History and Indications for Electroconvulsive Therapy


Electroconvulsive therapy (ECT) is not something new. It is used world over for the treatment of various psychiatric disorders.

Doctors use this procedure because it is effective way to treat some of the most resistible conditions to medications. However, many factors have to be assessed very carefully because if the procedure is not carried out perfectly, it may lead to some complications.

ECT Through Ages

In 1500s the roots of ECT can be found when Paracelsus gave camphor to patients by mouth to induce seizures and cure psychiatric ailments.

In 1758, the first report was published which mentioned the use of camphor for the treatment of mania,again by inducing seizures.

The modern age of ECT begins in the year 1934 when Ladislaus Meduna used camphor in the form of an intramuscular injection for the treatment of catatonic schizophrenia.

1938 is very important year for ECT. During this time, the first attempts to cure schizophrenia with electrical current were conducted. Lucio Cerletti along with Ugo Bini were the first one to use electric current to cause seizures and treat psychiatric conditions. Patients showed great improvement after few sessions.

In 1940, electroconvulsive therapy was introduced in America for the first time.
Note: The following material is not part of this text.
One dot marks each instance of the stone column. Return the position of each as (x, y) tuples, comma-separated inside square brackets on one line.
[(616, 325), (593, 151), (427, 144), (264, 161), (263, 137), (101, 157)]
Depression is another psychiatric disorder, which was treated with success with ECT. However, convulsions are typical for ECT. That is why fractures were observed in most of the patients. Doctors introduced neuromuscular blockers and the fracture problems were solved. Patients were still during the procedure.

Strict rules were created to regulate, which patients would undergo this therapy and which patients would not undergo it. One of the indications for ECT is the major depression. However, this major depression disorder has to be resistible to drug therapy. However it may be considered as the initial treatment for severe depression.

Indications of ECT

American Psychiatric Association, named APA, published a list with the conditions, where ECT is needed:

a.catatonic stupor

b.food refusal, which leads to severe nutritional compromise

c.severe suicidality

d.major depression

These guidelines suggest the usage of ECT in any case, where the immediate antidepressant effect is desired. Canadian colleagues agree with these guidelines and they have adopted them.

About 60 to 80 percent of the patients suffering from major depression enter in a remission, when they undergo ECT. It is proven throughout meta-analysis that ECT is much more effective than a drug therapy, which is used to cure depression. Some coexisting conditions may lower the percentage up to 50 percent of the total number of patients, undergoing ECT.

Schizophrenia is one of the main diseases treated with ECT. Clinical trials were carried out to compare the efficiency between antipsychotic therapy alone and antipsychotic therapy with ECT. The results surprised nobody. The patients undergoing antipsychotic therapy and ECT showed greater improvement compared to the patients undergoing the single therapy.

Atypical mania, bipolar disorder and mania could be treated with Electroconvulsive therapy as well. Many other psychiatric disorders yield to this therapy. Other diseases which yield to ECT include: delusional disorder, which is an organic mood disorder, also obsessive- compulsive disorder.

The elderly patients, suffering from depression, are the targeted group for ECT. The reasons for this are numerous. First of all, these patients do not tolerate the medications very well.

They do not have social life and live alone. Many of these patients have co-morbid conditions, which do not allow them to intake some or all drugs, specific for the depression treatment. That is why the only solution for them is the Electroconvulsive therapy.

The studies have showed that patients undergoing this therapy live longer (at least 5 years), compared to patients, which are left untreated. This proves the efficacy of ECT.